Researchers at the Massachusetts Institute of Technology (MIT) have found that shedding a little light on amnesia can bring about the recall of lost memories. Using optogenetics, a technology that controls brain activity with light, researchers were able to reactivate memories in mice.
The study follows a longtime debate in the neuroscience community that questions whether retrograde amnesia points to lost memories becoming inaccessible due to damage of specific brain cells or if something blocks access to the lost memories. The results of the study disproved what the majority of neuroscientists had previously thought. While most had favored the storage theory, “Amnesia is a problem of retrieval impairment,” related Susumu Tonegawa, MIT Professor.
MIT Researchers gave some of the mice in their study a chemical called anisomycin that induced retrograde amnesia, a memory disorder that follows traumatic brain injury, stress or diseases such as Alzheimer’s. A control group of mice were given saline. Business Standard reports May 29 that each of the mice had been trained to associate a small shock in their feet with a specific chamber, that even when they were not shocked, induced a reaction of freezing when they had entered into the same environment. Mice that had been given the chemical didn’t freeze when they had entered into the chamber.

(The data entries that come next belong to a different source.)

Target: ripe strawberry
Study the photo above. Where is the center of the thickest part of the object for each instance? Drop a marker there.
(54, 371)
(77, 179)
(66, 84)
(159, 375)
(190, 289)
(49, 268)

The next part of the study placed the mice in a neutral environment that used a sort of mapping system via blue light pulses that activated brain cells as they had been in the first part of the study. Mice who had forgotten began freezing again. As the Washington Post points out, the results show that “‘lost’ memories lurk in the brain waiting to be found again,” -- at least in mice.
The study was published in the journal Science May 29. While hopes have been raised over the possibilities of memory retrieval for those who have suffered severe memory loss, the current implementation of the treatment is considered unethical due to its invasive nature, writes Wall Street OTC. The results of the memory retrieval study are, however, significant next steps in developing memory recall treatments for humans.